Page 1 of 1

WARNING: RLIMIT_NPROC

Posted: Wed Mar 10, 2021 4:20 am
by andyb4u
Hi,

I've been asked to find out out what these messages mean in the event log and if they are anything to be concerned about?

Code: Select all

WARNING: RLIMIT_NPROC is 63448, total max estimated processes is 147241! You should increase your limits (ulimit -u, or limits.conf)

Re: WARNING: RLIMIT_NPROC

Posted: Wed Mar 10, 2021 5:48 pm
by dchurch
This is a warning designed to warn if you're doing a huge number of checks that may overload the system. Here's how it calculates this number.

Linux PIDs have a maximum of 65535 processes (threads) running at once. Processes may fail to start if the processes limit is reached.

I must ask: How many hosts and services are you checking? How often are those checks going out? Every minute? How's the CPU and network usage on the Nagios XI machine (run top)?

You could greatly lessen the load on the system by increasing the delay between checks. It might even be a good idea for checks like disk usage and SSL cert expiration to have a much longer delay between checks -- say 1 hour to 1 day.

Re: WARNING: RLIMIT_NPROC

Posted: Thu Mar 11, 2021 5:09 am
by andyb4u
We have 1508 hosts and 13566 service checks.The majority of the checks are every 5 minutes. Some checks are once a day.
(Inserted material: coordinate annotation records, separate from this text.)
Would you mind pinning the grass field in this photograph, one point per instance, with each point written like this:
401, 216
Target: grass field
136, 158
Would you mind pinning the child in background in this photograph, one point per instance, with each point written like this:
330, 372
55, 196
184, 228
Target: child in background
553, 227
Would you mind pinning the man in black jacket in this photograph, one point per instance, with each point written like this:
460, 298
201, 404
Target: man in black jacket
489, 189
We have an offloaded database and the checks are offloaded to 3 Mod-Gearman worker servers.
top.jpg
Server Statistics.jpg
Monitoring Performance.jpg

Re: WARNING: RLIMIT_NPROC

Posted: Thu Mar 11, 2021 3:55 pm
by dchurch
Since you're using Mod Gearman, the warning isn't about a problem that can happen on your system; Mod Gearman splits the load between multiple servers, but the warning only applies if all checks went out from the same server.
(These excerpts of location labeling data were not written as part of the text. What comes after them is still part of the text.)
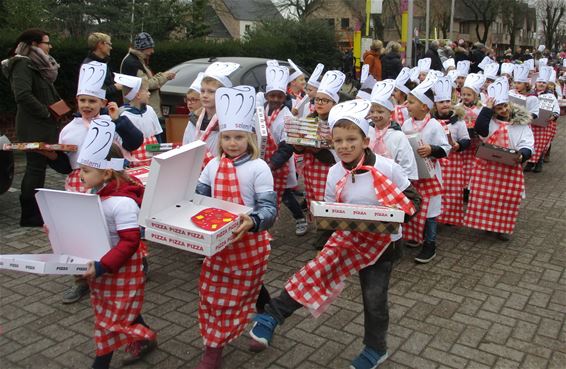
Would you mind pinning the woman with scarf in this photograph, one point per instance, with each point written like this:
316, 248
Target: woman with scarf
32, 72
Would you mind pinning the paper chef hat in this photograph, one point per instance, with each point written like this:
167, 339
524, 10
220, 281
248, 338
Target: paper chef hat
220, 72
475, 82
490, 71
297, 71
544, 74
424, 64
521, 73
507, 68
355, 111
97, 144
276, 77
235, 108
463, 68
91, 79
402, 78
499, 90
195, 86
331, 84
381, 93
313, 79
442, 89
420, 92
449, 63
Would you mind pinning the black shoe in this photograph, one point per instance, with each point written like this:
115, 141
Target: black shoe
427, 253
529, 167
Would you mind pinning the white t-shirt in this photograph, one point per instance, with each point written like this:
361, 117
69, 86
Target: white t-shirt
254, 176
362, 190
121, 213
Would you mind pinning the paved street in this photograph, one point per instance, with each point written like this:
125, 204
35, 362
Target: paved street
480, 304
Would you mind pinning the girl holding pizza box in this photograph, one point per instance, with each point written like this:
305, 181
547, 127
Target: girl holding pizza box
231, 280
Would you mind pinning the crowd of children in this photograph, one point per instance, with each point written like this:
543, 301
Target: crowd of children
409, 143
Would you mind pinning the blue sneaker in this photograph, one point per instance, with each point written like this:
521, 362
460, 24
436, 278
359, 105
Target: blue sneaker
368, 359
262, 332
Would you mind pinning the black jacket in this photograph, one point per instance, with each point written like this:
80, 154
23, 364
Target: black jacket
112, 94
390, 65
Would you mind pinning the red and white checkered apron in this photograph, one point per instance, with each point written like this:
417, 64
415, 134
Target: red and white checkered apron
141, 155
346, 252
279, 175
230, 281
495, 191
315, 173
117, 300
543, 138
73, 182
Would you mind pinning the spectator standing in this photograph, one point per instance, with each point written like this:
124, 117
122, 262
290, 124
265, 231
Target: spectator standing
391, 61
136, 64
32, 72
100, 46
372, 57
Warnings are just warnings after all. Your system configuration is fine - it doesn't seem like it'll come anywhere near the process limit.

Re: WARNING: RLIMIT_NPROC

Posted: Tue Mar 16, 2021 10:09 am
by andyb4u
That's good news.

Is there a way of increasing the limits, like the warning message says?

My line manager would like to know if there is some way to make the message disappear from our system.

Re: WARNING: RLIMIT_NPROC

Posted: Wed Mar 17, 2021 4:20 pm
by ssax
The calculation is invalid because nagios doesn't run all the checks at the same time and that message should be ignored (this was told to me by the dev that wrote that RLIMIT_NPROC check into Core when I asked him about it).

There isn't currently a way to remove it from your system without increasing your nproc limits to be higher that the value listed, for example, you can add these to your /etc/security/limits.conf:

Code: Select all

root hard nproc 250000
root soft nproc 250000
nagios hard nproc 250000
nagios soft nproc 250000
Then reboot the system to pick up the limit changes and see if that warning is gone.